YA SE SABE: AL BUEN KENER, COMO A muchos otros hampones, le dieron la casa por cárcel. La Policía nacional logró recapturarlo unas cuantas horas después.

Enhorabuena. La cosa hubiera terminado ahí, con una importante lección para el país y para al Estado, si no es porque al ministro de Defensa, Gabriel Silva, le da por emitir unas declaraciones.

Ya se sabe lo que pasa con Silva. Es un hombre que desafía las leyes de la probabilidad: nunca, ni por casualidad, acierta. Eso tiene su mérito intrínseco, y lo hace un estupendo representante de la luisguipolítica. Sin embargo, sus reflexiones a propósito del episodio de Kener no son ni inoportunas, ni irritantes, ni extrañas, como han sido hasta ahora, sino simplemente tétricas. Los periódicos echaron un manto piadoso de silencio sobre aquellas, así que tengo que citarlo de memoria, con base en lo que vi en televisión. Según Silva, lo de Kener muestra que hay un doble estándar, según el cual los hampones están en la calle, mientras se juzga “a nuestros hombres” con el máximo rigor.

Espero no estar distorsionando las declaraciones del Ministro. Si las interpreté con exactitud, son simplemente indignantes, por varias razones.
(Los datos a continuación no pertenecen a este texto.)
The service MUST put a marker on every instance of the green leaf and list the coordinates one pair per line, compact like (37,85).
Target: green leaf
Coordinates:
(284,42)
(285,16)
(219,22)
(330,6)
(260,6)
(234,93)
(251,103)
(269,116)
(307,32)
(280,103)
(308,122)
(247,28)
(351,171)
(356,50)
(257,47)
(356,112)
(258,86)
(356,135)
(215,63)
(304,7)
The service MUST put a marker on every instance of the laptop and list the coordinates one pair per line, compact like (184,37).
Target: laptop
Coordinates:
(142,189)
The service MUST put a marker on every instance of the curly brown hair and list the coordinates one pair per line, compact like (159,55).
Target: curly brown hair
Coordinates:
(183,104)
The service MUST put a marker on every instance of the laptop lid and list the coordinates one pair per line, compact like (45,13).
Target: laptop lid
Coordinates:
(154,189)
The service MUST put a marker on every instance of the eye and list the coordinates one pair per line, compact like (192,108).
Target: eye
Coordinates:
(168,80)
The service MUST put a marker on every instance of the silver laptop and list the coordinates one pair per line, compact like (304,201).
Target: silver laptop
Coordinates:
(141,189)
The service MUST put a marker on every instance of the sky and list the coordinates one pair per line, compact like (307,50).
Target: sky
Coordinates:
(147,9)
En primer lugar, por supuesto que los militares están sometidos a un doble estándar. Están rodeados de un aprecio muy amplio —en Colombia invariablemente el Ejército sale como la institución mejor calificada en los sondeos de opinión—, porque los privilegios a los que tienen acceso (portan el uniforme y las armas de la República) son al menos en teoría accesibles a todos; en muchos sentidos encarnan el proyecto de ciudadanía y de incorporación, en un país con muy pocos canales legales de movilidad social ascendente. Pero precisamente por tener tales privilegios, han de demostrar que los merecen. No tengo la menor duda de que hay miles de soldados y oficiales que sienten genuino orgullo por su uniforme, y lo llevan con dignidad, arriesgando a menudo su vida por los demás. Me pregunto qué tanta gracia les hará el pedido del Ministro de que a sus privilegios legítimos se sume el de que los juzguen por el envilecedor rasero del que disfrutó Kener. En segundo lugar, es un hecho que hay decenas de militares y policías encartados por crímenes espantosos, crímenes frente a los cuales incluso un país como el nuestro, que ha pasado por tantas y tantas atrocidades, tiene el derecho y el deber de escandalizarse. El mismo día en que el Ministro aparentemente pedía otra justicia —¿más suave? ¿más acomodaticia?—, cinco policías estaban siendo condenados por asesinar a tres niñas en estado de indefensión, y se estaban reportando tres nuevos falsos positivos.

Estoy seguro de que la gran masa de militares y policías que se respetan a sí mismos, y que aman a su institución, se sienten tan insultados como nosotros, los civiles, por tales atrocidades; acaso más, porque sentirán que manchan ese mismo uniforme que ellos deben portar todos los días. Así que si Silva quería hacerse popular ofreciendo, con peligrosa y corruptora demagogia, la oportunidad de establecer una suerte de sindicato contra el Código Penal, tal vez no le vaya tan bien. Ojalá. Mi punto es que después de esta clase de señales inequívocas desde arriba, el cuento de hadas de los “casos aislados” se vuelve completamente inverosímil.